Paweł Szymański was born on 28 March 1954 in Warsaw. In 1978 he completed (with distinction) his compositional studies under Włodzimierz Kotoński at the F. Chopin Academy of Music in Warsaw. He also studied under Tadeusz Baird (1978) and Roman Haubenstock-Ramati in Vienna (1984-1985, on a Herder scholarship). In 1976 Szyma ski took part in the International Summer Academy of Ancient Music in Innsbruck, and in 1978, 1980 and 1982 in the International Summer Courses of New Music in Darmstadt. He cooperated with the Independent Electroacoustic Music Studio (1979-81) and with the Studio of Electronic Music attached to the Academy of Music in Kraków (1983).
In the spring of 1987 his Partita IV was written for and first performed at the Sonorities'87 Festival in Belfast. In the same year an entire concert of his music was presented in the Warsaw Philharmonic Chamber Hall. He received the First Prize at the Young Polish Composers' Competition for Gloria (1979) and Fourth Mention in the category of Young Composers' Works at the UNESCO International Composers' Rostrum in Paris for the same work (1981). He also won a prize at the Competition for Composers of Sacred Music organized by Stuttgart's Internationale Bachakademie in 1985 for Lux Aeterna. In 1994 he received the Grand Prize of the Culture Foundation in Poland and is widely regarded as the most important composer in his generation in Poland.
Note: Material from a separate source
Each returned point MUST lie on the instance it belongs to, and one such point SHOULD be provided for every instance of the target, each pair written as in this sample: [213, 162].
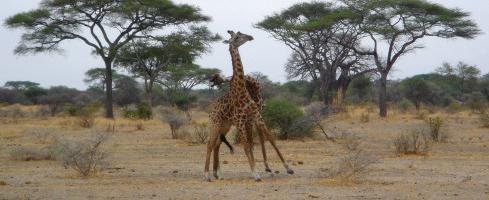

His works have been performed in many countries including Poland, Austria, Britain, Canada, Czechoslovakia, Denmark, Germany, France, Holland, Hungary, Italy, Japan, Mexico, Sweden and the USA. In 1988 Szymański worked at the Electronic Music Studio at the Technical University in West Berlin, where he produced his tape piece Through the Looking Glass II. In the same year Prtita III was the joint winning work in the Benjamin Britten Composers Competition which resulted in Szymański being commissioned to write a piece for chamber orchestra by the Aldeburgh Festival - A Study of Shade for orchestra, which premiered in 1989. The "sur-conventionalist" (Szymański's term) or "postmodernist" orchestral work Quasi una Sinfonietta composed for the London Sinfonietta in 1990 plays with listeners' expectations arising from the patterns used in classical music (interrupted cadential progressions, irregular repetitions, puzzling fragmentation of texture made from recognizable gestures). This music is filled with irony and composed with audible quotation marks.
In May 1994 Szymański's composition Miserere was submitted by the Polish Radio to the UNESCO International Composers' Rostrum in Paris, where it received a distinction. The year 1995 saw the world premiere of Szymański's Concerto for Piano and Orchestra (commissioned by Radio France) by the Katowice Radio Symphony Orchestra conducted by Antoni Wit, with Ewa Poblocka as the soloist. The work received an enthusiastic welcome from Polish music critics, so much so that Bohdan Pociej devoted a whole column in Ruch Muzyczny to the fact of its composition and to its significance in contemporary Polish music. In 1996 Szymański was the featured composer at the Toronto Soundstreams Festival, and his new work for string quartet and clarinet, Recalling a Serenade, was premiered at Finland's Kuhmo Festival with the Silesian String Quartet and Kari Kriikku. His music is published by Chester Music. Szymański lives and works as a free-lance artist in Warsaw.
Szymański's views about music notation and manuscripts has evolved through the years. His early published works were engraved by his Polish publisher, Agencja Autorska . The British publishing house, Novello (and later Chester Music who bought Novello) issued his scores in facsimile copies of the original manuscripts, with all their imperfections (several examples are on display). Finally, during the past five years, the composer has turned to writing on a computer (in the Finale program that allows one to make corrections, revisions and generate the parts). Thus, the "manuscript" which at first was invisible and replaced by a perfectly clear print, and which became ubiquitous in the form of the facsimile edition, finally disappeared. It outlived its usefulness in the technologically advanced workshop of a computer-savvy composer. Yet, Szymański, like Górecki, collects the originals of his scores, giving away only pieces written for someone else, e.g. the Canon for Majka (1983) which has over 30 different solutions.